The Data Protection Commission (DPC) has published its Annual Report for 25 May-31 December 2018. As always, the Report reveals some interesting statistics and case studies. In the coming months, the DPC expects to conclude a number of statutory inquiries, which it launched in 2018, into multinational technology companies with EU headquarters situated in Ireland. The DPC anticipates that the conclusion of those inquiries will provide precedents for better implementation of the principles of the GDPR across key aspects of internet and ad tech services. This briefing note sets out some of the highlights of the Report.

Complaints

There was a substantial rise in the number of complaints made to the DPC due to greater public awareness of data protection issues and rights (a 56% increase). While the majority of complaints continued to be resolved amicably, the DPC issued a number of formal decisions.

Statistics

  • 2,864 complaints received between May and December 2018
  • Largest category of complaints concerned data access requests (977 out of the 2,864 complaints)
  • 4,113 complaints received in the 2018 calendar year (compared with 2,642 in 2017)
  • 136 cross-border processing complaints received through the new one-stop-shop mechanism
  • 32 electronic marketing complaints investigated under the e-Privacy Regulations 2011
  • 18 formal decisions by the DPC (13 upheld the complaint, and 5 rejected the complaint)

Case-Studies

Case-studies 1-3 and 4-7, respectively, concern complaints received, and amicable resolutions sought, by the DPC. The Report notes that in many of the complaints that the DPC handles, data subjects hold the mistaken believed that because they have not consented to the processing of their personal data, it is unlawful. However, there are a number of legal bases other than consent that justify processing. The DPC has warned that it will “rigorously interrogate” whether the circumstances of the processing justify reliance on the legitimate interests legal basis.

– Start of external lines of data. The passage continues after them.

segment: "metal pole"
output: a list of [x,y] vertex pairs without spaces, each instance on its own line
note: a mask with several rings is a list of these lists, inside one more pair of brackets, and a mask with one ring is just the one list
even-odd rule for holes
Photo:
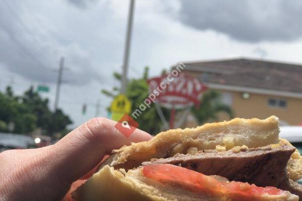
[[96,106],[96,114],[95,117],[98,117],[100,116],[100,106],[101,100],[100,98],[98,98],[97,100],[97,105]]
[[61,57],[60,59],[60,67],[59,67],[59,74],[58,75],[58,80],[57,81],[56,88],[55,90],[55,97],[54,98],[54,112],[55,112],[58,108],[59,97],[60,96],[60,88],[61,87],[61,83],[62,83],[63,67],[64,67],[64,57]]
[[123,63],[122,85],[121,86],[121,93],[125,93],[126,88],[127,87],[127,72],[128,70],[128,64],[129,62],[129,55],[130,53],[130,42],[131,40],[131,34],[133,18],[134,9],[134,0],[130,0],[130,7],[129,9],[129,15],[128,16],[128,25],[127,27],[127,33],[126,35],[126,44],[125,45],[124,61]]
[[170,120],[169,123],[170,129],[173,129],[174,128],[174,119],[175,118],[175,108],[174,107],[173,107],[171,109]]
[[163,111],[162,111],[162,109],[161,109],[161,107],[159,105],[159,104],[158,104],[157,102],[155,102],[154,105],[155,106],[155,108],[156,108],[156,110],[160,116],[160,118],[161,118],[161,120],[162,120],[162,122],[163,122],[164,128],[165,128],[165,130],[169,130],[169,125],[168,125],[168,123],[167,123],[166,118],[164,116]]

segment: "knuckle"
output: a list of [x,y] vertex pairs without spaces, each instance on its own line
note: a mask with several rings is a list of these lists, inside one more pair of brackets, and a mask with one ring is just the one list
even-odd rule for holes
[[80,132],[88,138],[99,138],[103,134],[110,133],[113,125],[104,117],[97,117],[89,120],[80,128]]

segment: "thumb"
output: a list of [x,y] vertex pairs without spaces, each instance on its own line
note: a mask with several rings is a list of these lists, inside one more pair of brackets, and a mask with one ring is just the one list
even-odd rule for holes
[[71,183],[79,179],[112,149],[152,138],[139,129],[126,138],[115,128],[116,123],[104,118],[93,119],[52,146],[49,159],[61,181]]

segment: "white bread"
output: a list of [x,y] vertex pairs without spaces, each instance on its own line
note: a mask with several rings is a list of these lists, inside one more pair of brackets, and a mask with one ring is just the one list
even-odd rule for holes
[[[175,196],[164,193],[173,192],[172,190],[165,191],[159,189],[158,186],[155,188],[154,183],[153,186],[146,184],[145,181],[140,180],[137,174],[133,176],[137,170],[131,169],[152,158],[167,158],[177,153],[186,154],[192,147],[201,150],[215,149],[217,145],[220,145],[229,149],[243,145],[256,148],[289,143],[279,138],[279,132],[278,119],[275,116],[263,120],[236,118],[206,124],[196,128],[162,132],[148,142],[133,143],[115,150],[114,154],[101,166],[99,172],[79,187],[73,196],[77,201],[173,200]],[[294,180],[301,178],[302,175],[302,157],[296,151],[288,163],[290,167],[287,167],[290,177]],[[120,168],[126,170],[116,170]],[[130,170],[127,172],[128,170]],[[173,192],[177,194],[178,191]],[[182,193],[185,194],[185,192]],[[186,200],[186,196],[182,199],[179,196],[175,200]],[[189,200],[217,200],[189,197]]]

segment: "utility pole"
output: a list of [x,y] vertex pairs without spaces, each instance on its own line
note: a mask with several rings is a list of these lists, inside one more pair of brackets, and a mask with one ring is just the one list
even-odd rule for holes
[[122,85],[121,86],[121,93],[125,93],[127,87],[127,72],[128,71],[128,64],[129,62],[130,42],[131,40],[134,9],[134,0],[130,0],[129,15],[128,16],[128,25],[127,26],[127,33],[126,34],[126,43],[125,44],[124,62],[123,63],[123,72],[122,74]]
[[54,98],[54,112],[56,111],[58,108],[59,103],[59,97],[60,96],[60,88],[61,83],[62,83],[62,76],[63,75],[63,68],[64,67],[64,57],[61,57],[60,59],[60,66],[59,67],[59,74],[58,75],[58,80],[57,81],[56,88],[55,90],[55,97]]
[[101,100],[98,98],[97,100],[97,105],[96,105],[96,115],[95,117],[98,117],[100,116],[100,107],[101,106]]

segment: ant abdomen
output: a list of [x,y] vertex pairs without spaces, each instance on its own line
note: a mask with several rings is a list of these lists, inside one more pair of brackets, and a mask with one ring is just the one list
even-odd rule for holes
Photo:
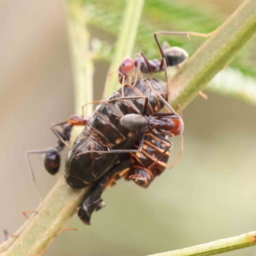
[[44,164],[50,174],[54,175],[57,173],[60,165],[60,156],[56,148],[48,148],[44,158]]

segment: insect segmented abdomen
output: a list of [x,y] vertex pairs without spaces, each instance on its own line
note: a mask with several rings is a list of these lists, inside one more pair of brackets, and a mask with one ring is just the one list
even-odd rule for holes
[[132,179],[138,185],[147,188],[154,178],[167,168],[169,150],[163,153],[170,145],[172,144],[166,141],[165,137],[146,133],[142,151],[131,154],[133,165],[127,179]]
[[[162,81],[155,79],[146,79],[137,81],[136,86],[124,88],[124,97],[147,97],[149,116],[164,106],[158,94],[166,99],[166,88]],[[134,136],[138,132],[131,131],[120,125],[120,119],[128,114],[142,114],[145,98],[122,99],[122,89],[112,94],[106,102],[99,104],[89,118],[85,129],[101,145],[113,147],[124,140]]]

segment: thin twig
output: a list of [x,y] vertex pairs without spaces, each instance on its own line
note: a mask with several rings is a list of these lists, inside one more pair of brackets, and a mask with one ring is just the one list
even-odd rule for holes
[[[109,72],[117,70],[122,59],[130,56],[132,52],[144,0],[129,0],[127,3],[125,18],[118,36],[115,53],[110,65]],[[113,76],[108,85],[107,95],[116,91],[119,87],[117,75]]]
[[170,103],[184,108],[256,32],[256,1],[246,0],[170,79]]
[[252,246],[255,244],[256,231],[253,231],[234,237],[148,256],[209,256]]
[[[143,1],[140,0],[143,5]],[[129,20],[131,13],[137,12],[138,4],[134,0],[131,6],[128,1],[129,11],[126,11],[125,20]],[[74,75],[75,80],[76,109],[81,113],[81,106],[92,100],[92,81],[93,67],[92,61],[92,54],[89,51],[89,34],[86,28],[86,8],[80,0],[66,0],[68,29],[71,38],[71,49],[73,54]],[[141,10],[142,6],[141,6]],[[132,30],[135,38],[140,17],[137,24],[124,23],[121,28],[123,36],[127,36]],[[131,26],[133,26],[132,29]],[[123,50],[130,52],[133,47],[134,38],[126,44],[123,42]],[[126,47],[129,49],[126,50]],[[119,58],[123,58],[119,54]],[[89,62],[89,63],[88,63]],[[90,88],[89,88],[90,87]],[[91,114],[90,108],[86,112]],[[72,132],[76,135],[77,134]],[[76,137],[76,136],[74,136]],[[1,256],[35,256],[40,255],[51,241],[60,233],[71,216],[76,212],[77,207],[89,188],[73,189],[65,180],[63,177],[57,182],[53,189],[44,200],[38,213],[30,218],[28,221],[19,229],[18,237],[10,238],[0,246]]]

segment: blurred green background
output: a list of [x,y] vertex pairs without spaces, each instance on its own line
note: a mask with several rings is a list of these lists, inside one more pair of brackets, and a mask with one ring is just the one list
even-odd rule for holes
[[[196,0],[193,4],[227,17],[241,2]],[[38,204],[25,152],[54,145],[49,125],[73,114],[74,103],[60,1],[2,0],[0,31],[0,230],[12,233],[24,221],[22,212]],[[113,41],[99,30],[92,33]],[[97,63],[97,99],[107,70],[106,63]],[[75,216],[68,227],[79,231],[61,234],[47,255],[145,255],[256,229],[255,108],[206,93],[207,100],[198,97],[183,111],[184,152],[177,166],[147,189],[118,181],[104,193],[107,205],[93,215],[92,225]],[[173,142],[173,161],[180,138]],[[56,178],[44,170],[40,157],[35,156],[32,162],[46,195]],[[252,247],[226,255],[255,252]]]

Case studies 3 and 7 discuss one of the most common data breaches, namely unauthorised disclosure as a result of sending emails to the wrong address. Case Study 3 concerned the disclosure by an airline of a web-chat transcript by email to the wrong customer, as a result of using an auto-fill function in software. The DPC warned that such functions should be used with caution, and safeguards deployed, such as on-screen prompts to double-check recipient details.

Case Study 7 concerned the erroneous disclosure by a car dealership of the complainants’ personal data to the wrong email address. The DPC highlighted that it is not enough in such instances, to acknowledge to the DPC and/or data subject that a data breach has occurred. It is also incumbent on the data controller to take all reasonable remedies to remedy such a breach, including recalling the email (if possible), asking the unintended recipient to confirm they have deleted the email, and putting in place measures to prevent a recurrence.

Data Breach Notifications

Most organisations engage with the DPC and accept its guidance around mitigating losses for affected individuals, communicating any high risks to them and learning lessons from the breach to avoid a repeat. The Report notes that where a breach has been notified to a data subject by the data controller, but not to the DPC, the DPC’s Breach Complaints Unit will ensure the breach is retrospectively reported to the Breach Notifications Unit, accompanied by a clarification from the data controller/processor as to why the DPC was not notified in the first instance.

Statistics

  • 3,542 valid data security breaches notified to the DPC
  • 145 invalid breach notifications (which did not meet the definition of a ‘personal data breach’ under Article 4(12) of the GDPR)
  • 4,740 valid data security breaches were notified in the 2018 calendar year (compared with 2,795 in 2017)
  • Largest category of breaches concerned “unauthorised disclosure” of personal data (3134 breaches)
  • 38 cross-border processing personal data breach notifications were handled by the DPC, involving 11 organisations

Case-Studies

Case-Studies 9-13 discuss sample data breaches notified to the DPC, including failure to implement the data protection policies in place; an unencrypted USB device lost in the post; website phishing; loss of paper files in transit, and a SIM card swap attack.

Investigations

A number of statutory inquiries have been launched by the DPC under section 110 of the Data Protection Act 2018 (the 2018 Act), which are expected to reach the decision and adjudication stage in 2019. The DPC has not yet commenced any statutory inquiry under section 137, Part 5 of the 2018 Act, which provides additional investigatory powers, including the power of an authorised officer conducting an investigation to hold an oral hearing.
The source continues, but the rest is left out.